(Another great post from our reading specialist, Dr. Diana Sharp)

Dear Dr. Sharp
When my son started first grade, he was reading words just as well as the other kids. But his reading never took off, and he ended the year reading below grade level. Other kids with the same teacher did fine. What made my son different?
It’s possible that your son’s difficulties have less to do with his basic reading skills than with something researchers call reading temperament.
Reading temperament is the way that children naturally react to the challenges they face in learning to read. Some children are natural risk-takers: they seek out “harder” books on their own and love to read aloud with expression. Other children avoid risks and become easily frustrated. They may mumble when reading aloud because they don’t want to take the chance of reading a word incorrectly.
When it comes to predicting a child’s success with early reading, most teachers these days are very knowledgeable about the importance of basic word-reading skills like phonemic awareness and alphabetic knowledge, as well as oral language skills like vocabulary. But a recent article in The Reading Teacher
http://www.reading.org/Publish.aspx?page=/publications/journals/rt/v62/i5/index.html&mode=redirect
stresses that personality traits like reading temperament are also important. By themselves, skills and test scores don’t tell the whole story about which children are successful in beginning reading and which ones aren’t.
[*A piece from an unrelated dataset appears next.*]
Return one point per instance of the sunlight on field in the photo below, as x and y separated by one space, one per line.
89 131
Anxiety and risk aversion aren’t the only kind of reading temperaments that can cause problems for early readers. Children with impulsive temperaments can also find it difficult to exert the kind of self-control it takes to master the English code. Keep in mind that reading is likely the most difficult mental challenge your child has ever faced up to this point!
The good news is that researchers and teachers are becoming more aware that it’s important to help children develop the social and emotional skills they need for learning to read as well as phonics and language skills. And here’s where new technologies like ItzaBitza might also play an important role.
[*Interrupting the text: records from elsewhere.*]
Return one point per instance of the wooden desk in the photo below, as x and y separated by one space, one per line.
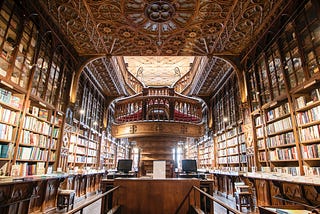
155 196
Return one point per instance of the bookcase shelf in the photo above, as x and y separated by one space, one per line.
229 137
284 95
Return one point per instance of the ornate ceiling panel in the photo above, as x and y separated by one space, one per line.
158 70
162 27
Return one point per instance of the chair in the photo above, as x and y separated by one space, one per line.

How? By providing a way for children who are risk-averse or impulsive to spend successful time with print while they gain confidence in their ability to read. ItzaBitza text is carefully leveled, so that the length and difficulty of the sentences starts out short and gradually increases. And the universal word help means that children never have to struggle with a word. Children can also have a fun and meaningful reading experience by skipping around in the game and reading the different sections in any order they choose. You can also do that with some information books, but don’t try it with a story!
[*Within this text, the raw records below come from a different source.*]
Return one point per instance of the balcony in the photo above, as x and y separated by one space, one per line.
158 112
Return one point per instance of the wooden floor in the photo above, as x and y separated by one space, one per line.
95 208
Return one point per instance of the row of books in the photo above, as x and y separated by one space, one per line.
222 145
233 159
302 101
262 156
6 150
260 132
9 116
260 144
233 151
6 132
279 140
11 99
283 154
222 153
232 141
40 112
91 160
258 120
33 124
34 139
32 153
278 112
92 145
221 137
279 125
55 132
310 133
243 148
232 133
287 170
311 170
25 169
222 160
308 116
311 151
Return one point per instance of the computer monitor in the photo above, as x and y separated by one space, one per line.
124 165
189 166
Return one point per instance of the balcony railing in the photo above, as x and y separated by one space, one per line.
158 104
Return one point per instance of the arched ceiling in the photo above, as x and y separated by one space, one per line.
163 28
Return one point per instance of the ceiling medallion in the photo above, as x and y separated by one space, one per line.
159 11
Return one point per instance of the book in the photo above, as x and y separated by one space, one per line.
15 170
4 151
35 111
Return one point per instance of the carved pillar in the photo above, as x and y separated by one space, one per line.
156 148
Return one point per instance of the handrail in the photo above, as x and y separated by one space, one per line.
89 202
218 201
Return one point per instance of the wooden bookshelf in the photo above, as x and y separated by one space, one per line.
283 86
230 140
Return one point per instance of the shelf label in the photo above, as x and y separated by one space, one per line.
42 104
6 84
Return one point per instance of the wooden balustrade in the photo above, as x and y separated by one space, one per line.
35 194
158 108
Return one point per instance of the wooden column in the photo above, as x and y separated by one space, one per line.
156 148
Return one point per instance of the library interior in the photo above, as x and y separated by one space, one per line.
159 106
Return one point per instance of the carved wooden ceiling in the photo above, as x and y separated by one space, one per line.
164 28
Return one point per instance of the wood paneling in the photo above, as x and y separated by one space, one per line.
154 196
The important thing when using something like ItzaBitza to help a struggling reader is to make sure that you know why you’re using it. It’s not meant to provide a way that this child can read and live without books. It’s to help the child overcome some obstacles that can keep him from having fun first experiences with books and can promote a negative attitude toward reading. If a child’s obstacles include a reading temperament that makes it difficult to face the hard work of reading sentences, then I’m all for trying something besides books just until the child has the reading confidence he needs to be successful.
Don’t forget that what every child needs to become a skilled reader is lots of time spent reading, and so even if you don’t start with books, you’ve got to entice every child into books. There simply isn’t enough child-appropriate print in any other form to supply the amount of reading every child needs.
With all this mind, please talk to your son’s teacher when school starts to find out more about what held him back last year and what might help him overcome those obstacles this year. Check out that article I mentioned from The Reading Teacher – it’s got lots of ideas for teachers on how to deal with children who have different reading personalities, and it uses some great examples from an effective second grade classroom. Here’s the full reference:
McTigue, E. M., Washburn, E. K., & Liew, J. (2009). Academic resilience and reading: Building successful readers. The Reading Teacher, 62(5), 422-432.